One war after another assault our innocence

- Dan WARNER Dan Warner is a veteran newspaper writer and editor.

We called them “Mister,” a simple sign of respect because they were grownups and we were not. We didn’t even know their given names.

As Memorial Day approaches each year, my thoughts go fondly to Mr. Aylshire and Mr. Morgan, the two custodians in my village’s only elementary school. They were also my heroes, a fatherless child’s image of what a man ought to be.

Across the street from the school stood a small, vinecovere­d white brick building — our village’s lone fire station. It had a bay for our single fire truck, an equipment room and a meeting room.

Volunteer firemen were summoned by a lusty siren, which reached every corner of town, even several miles down High Street to the cemetery.

The first to arrive were always Mr. Aylshire and Mr. Morgan, who dropped what they were doing to sprint across the street. Late arriving firemen, which meant all the others, would drive their own cars to the fire.

The cemetery was the scene each year of the solemn Memorial Day service, the ending point for the parade of former servicemen, youth scouting troops, male and female, the high school band, floats made by various town groups and citizens, mostly families of fallen World War II fighting men.

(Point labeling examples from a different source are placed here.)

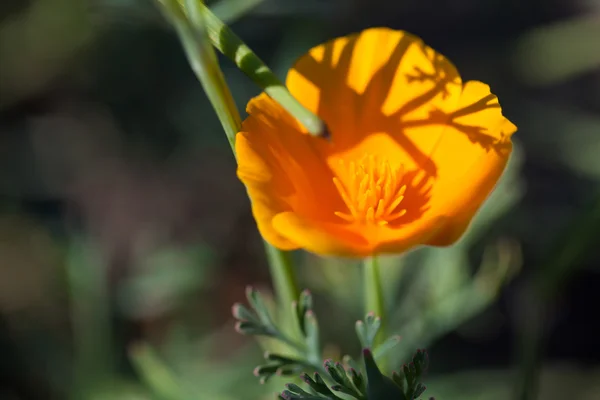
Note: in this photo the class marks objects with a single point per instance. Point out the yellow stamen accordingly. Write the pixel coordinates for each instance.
(371, 189)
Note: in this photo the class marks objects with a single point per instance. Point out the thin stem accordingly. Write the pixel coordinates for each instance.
(373, 292)
(246, 60)
(203, 61)
(284, 283)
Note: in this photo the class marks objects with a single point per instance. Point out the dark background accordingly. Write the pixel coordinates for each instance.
(121, 218)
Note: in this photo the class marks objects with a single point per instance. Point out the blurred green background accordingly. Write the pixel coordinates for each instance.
(125, 236)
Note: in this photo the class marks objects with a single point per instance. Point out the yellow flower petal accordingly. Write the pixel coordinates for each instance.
(320, 237)
(414, 152)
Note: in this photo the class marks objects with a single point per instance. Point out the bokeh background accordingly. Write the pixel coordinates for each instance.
(125, 236)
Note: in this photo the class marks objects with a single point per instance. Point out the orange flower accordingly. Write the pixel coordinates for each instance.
(414, 151)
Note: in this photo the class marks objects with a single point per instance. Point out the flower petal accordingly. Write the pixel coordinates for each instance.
(471, 157)
(398, 240)
(280, 168)
(371, 82)
(320, 237)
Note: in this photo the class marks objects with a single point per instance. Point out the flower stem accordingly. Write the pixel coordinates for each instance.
(191, 24)
(373, 293)
(284, 283)
(228, 43)
(203, 61)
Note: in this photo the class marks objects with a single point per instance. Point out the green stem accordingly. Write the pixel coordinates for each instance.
(204, 63)
(236, 50)
(284, 283)
(373, 292)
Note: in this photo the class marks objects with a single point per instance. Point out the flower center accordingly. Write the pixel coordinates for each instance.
(372, 190)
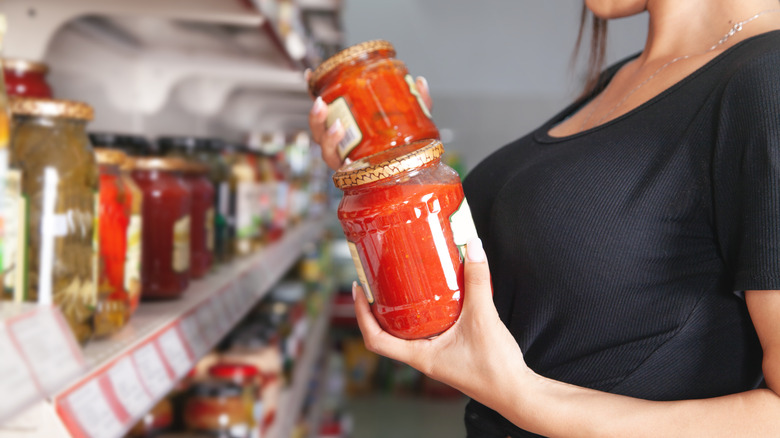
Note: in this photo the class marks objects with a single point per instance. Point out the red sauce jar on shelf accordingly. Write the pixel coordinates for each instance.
(202, 215)
(407, 222)
(374, 96)
(26, 78)
(167, 207)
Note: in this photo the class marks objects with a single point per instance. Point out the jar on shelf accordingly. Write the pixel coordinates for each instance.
(202, 219)
(167, 206)
(218, 408)
(114, 210)
(129, 146)
(375, 98)
(407, 222)
(26, 78)
(58, 248)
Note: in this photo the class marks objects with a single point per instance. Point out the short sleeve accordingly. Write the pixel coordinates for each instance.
(746, 173)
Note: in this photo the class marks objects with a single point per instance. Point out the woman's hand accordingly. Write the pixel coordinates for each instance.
(329, 137)
(473, 356)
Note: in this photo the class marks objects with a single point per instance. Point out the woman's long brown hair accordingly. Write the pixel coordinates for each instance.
(598, 49)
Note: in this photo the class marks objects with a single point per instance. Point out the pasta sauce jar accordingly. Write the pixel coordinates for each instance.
(167, 205)
(375, 98)
(407, 222)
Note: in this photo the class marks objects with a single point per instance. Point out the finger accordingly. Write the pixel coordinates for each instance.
(476, 272)
(425, 91)
(376, 339)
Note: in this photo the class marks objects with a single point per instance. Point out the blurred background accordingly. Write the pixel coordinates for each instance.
(232, 70)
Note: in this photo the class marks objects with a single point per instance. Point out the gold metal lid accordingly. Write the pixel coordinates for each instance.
(110, 156)
(67, 109)
(388, 163)
(349, 54)
(160, 163)
(24, 65)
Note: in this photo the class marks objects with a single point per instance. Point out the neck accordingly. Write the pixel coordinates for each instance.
(678, 28)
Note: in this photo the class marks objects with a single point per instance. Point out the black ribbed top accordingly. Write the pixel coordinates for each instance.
(616, 252)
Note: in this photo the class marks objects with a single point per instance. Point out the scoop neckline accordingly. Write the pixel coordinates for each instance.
(542, 135)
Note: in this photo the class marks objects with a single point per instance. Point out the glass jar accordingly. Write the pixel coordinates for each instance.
(246, 377)
(219, 408)
(130, 146)
(374, 96)
(26, 78)
(407, 222)
(59, 187)
(202, 216)
(167, 205)
(114, 209)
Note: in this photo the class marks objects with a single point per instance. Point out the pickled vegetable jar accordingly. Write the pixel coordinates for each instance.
(114, 210)
(58, 249)
(374, 96)
(167, 206)
(407, 222)
(130, 145)
(26, 78)
(202, 216)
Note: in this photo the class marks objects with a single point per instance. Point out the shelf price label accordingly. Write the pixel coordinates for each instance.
(128, 388)
(16, 382)
(192, 335)
(49, 347)
(174, 351)
(92, 411)
(153, 373)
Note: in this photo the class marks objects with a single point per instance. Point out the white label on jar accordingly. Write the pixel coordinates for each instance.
(463, 229)
(339, 109)
(416, 93)
(181, 244)
(132, 280)
(361, 273)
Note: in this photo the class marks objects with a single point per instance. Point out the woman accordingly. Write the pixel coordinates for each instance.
(634, 242)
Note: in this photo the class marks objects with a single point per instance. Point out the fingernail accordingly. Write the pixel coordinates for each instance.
(334, 128)
(474, 251)
(319, 105)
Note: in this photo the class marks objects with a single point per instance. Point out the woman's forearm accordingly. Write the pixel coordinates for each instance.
(556, 409)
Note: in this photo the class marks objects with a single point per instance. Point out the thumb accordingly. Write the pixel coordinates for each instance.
(479, 290)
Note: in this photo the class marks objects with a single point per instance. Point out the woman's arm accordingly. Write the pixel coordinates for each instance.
(480, 357)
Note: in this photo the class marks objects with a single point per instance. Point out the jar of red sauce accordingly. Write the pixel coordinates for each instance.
(114, 210)
(374, 96)
(202, 216)
(407, 222)
(167, 207)
(26, 78)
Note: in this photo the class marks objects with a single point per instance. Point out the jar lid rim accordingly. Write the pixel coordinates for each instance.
(388, 163)
(34, 106)
(347, 55)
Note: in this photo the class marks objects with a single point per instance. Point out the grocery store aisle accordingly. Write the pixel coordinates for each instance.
(393, 416)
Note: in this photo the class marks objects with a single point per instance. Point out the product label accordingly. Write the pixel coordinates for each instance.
(210, 229)
(416, 93)
(132, 281)
(361, 273)
(339, 109)
(181, 244)
(462, 226)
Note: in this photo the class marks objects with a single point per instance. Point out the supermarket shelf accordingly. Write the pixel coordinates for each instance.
(292, 398)
(129, 372)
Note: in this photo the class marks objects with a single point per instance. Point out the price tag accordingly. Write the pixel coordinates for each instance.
(128, 388)
(152, 370)
(49, 348)
(174, 351)
(91, 409)
(16, 383)
(191, 331)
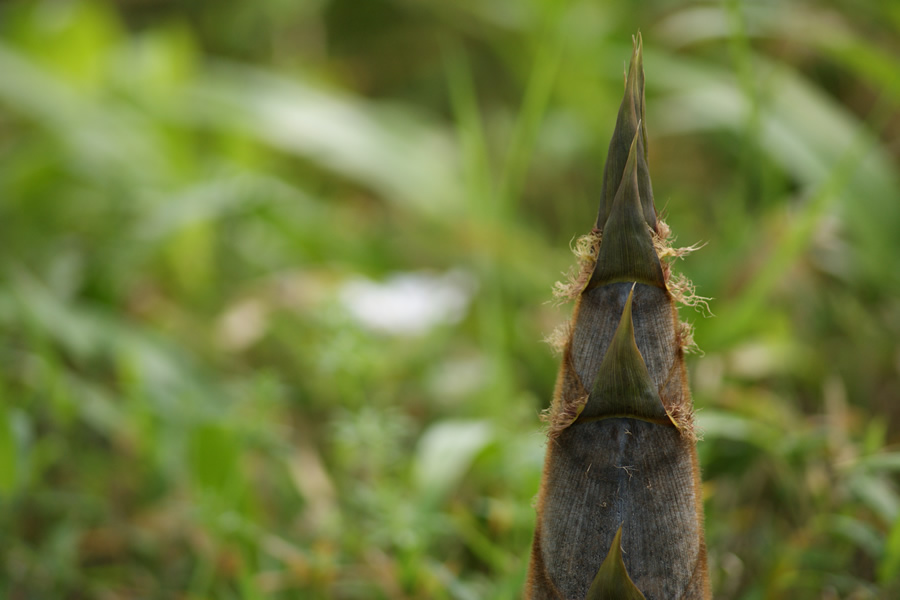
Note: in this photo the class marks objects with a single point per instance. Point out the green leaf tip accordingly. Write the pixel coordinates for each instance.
(631, 119)
(626, 251)
(612, 581)
(623, 387)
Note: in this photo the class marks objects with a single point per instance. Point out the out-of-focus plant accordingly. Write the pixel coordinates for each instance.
(201, 203)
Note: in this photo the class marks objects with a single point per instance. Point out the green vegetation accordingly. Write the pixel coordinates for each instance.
(200, 207)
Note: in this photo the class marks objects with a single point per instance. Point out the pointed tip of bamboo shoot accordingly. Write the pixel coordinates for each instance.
(630, 120)
(612, 581)
(623, 387)
(627, 252)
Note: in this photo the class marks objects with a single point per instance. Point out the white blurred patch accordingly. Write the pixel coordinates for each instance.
(409, 303)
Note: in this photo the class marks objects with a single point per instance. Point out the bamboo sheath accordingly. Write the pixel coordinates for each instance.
(619, 512)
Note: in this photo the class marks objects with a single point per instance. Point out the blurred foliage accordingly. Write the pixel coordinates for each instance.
(194, 195)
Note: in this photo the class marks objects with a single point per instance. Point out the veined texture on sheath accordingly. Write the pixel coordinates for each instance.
(619, 512)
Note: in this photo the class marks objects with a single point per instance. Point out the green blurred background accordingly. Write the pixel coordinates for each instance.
(276, 275)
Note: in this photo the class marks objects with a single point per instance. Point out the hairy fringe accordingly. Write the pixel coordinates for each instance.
(585, 249)
(559, 337)
(558, 420)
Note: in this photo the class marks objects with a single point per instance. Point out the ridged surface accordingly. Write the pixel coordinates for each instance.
(622, 450)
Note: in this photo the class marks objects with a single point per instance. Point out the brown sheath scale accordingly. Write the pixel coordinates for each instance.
(619, 512)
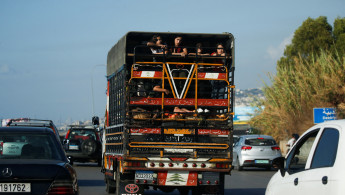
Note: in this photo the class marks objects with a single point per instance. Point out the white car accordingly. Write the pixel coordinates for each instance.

Mr. Aylshire and Mr. Morgan, carrying the flags and flanked by two riflemen, led the parade. It was only a few years after the Great War and both men were veterans. Mr. Aylshsire was in the Army, Mr. Morgan the Navy. Both had seen action.

We stood silently, respectful­ly, as the flags were posted, Mr. Johnston, the Presbyteri­an minister, gave his patriotic sermon, the honor guard fired a salute and a bugler played taps, which in the quiet of a tree-lined graveyard held the majesty of the biblical Gabriel.

They say that World War I was the war to end all wars and we, in our ignorance, innocence and arrogance, imagined, despite that failure, there would be no more wars after World War II. There could be no such suffering again, we thought, as we transporte­d ourselves through a town past homes where Gold Star flags hung from front windows.

That was the difference between then and now. Our Memorial Days were in mourning for past and fading memories of the brutish travesty of war, one that we supposed would not be repeated.

It took just five years for our fantasies to be ended. War, though we did not call it that, broke across the world in Korea and America got itself involved illegally, if you believe in the Constituti­on at all. The fires of that war linger, with the ambiguity of an end that may or may not have come.

It has been one war after another since, all unconstitu­tional because they were not declared by Congress.

Our tears today need to be not only for the fallen, but also for our failure to embrace peace.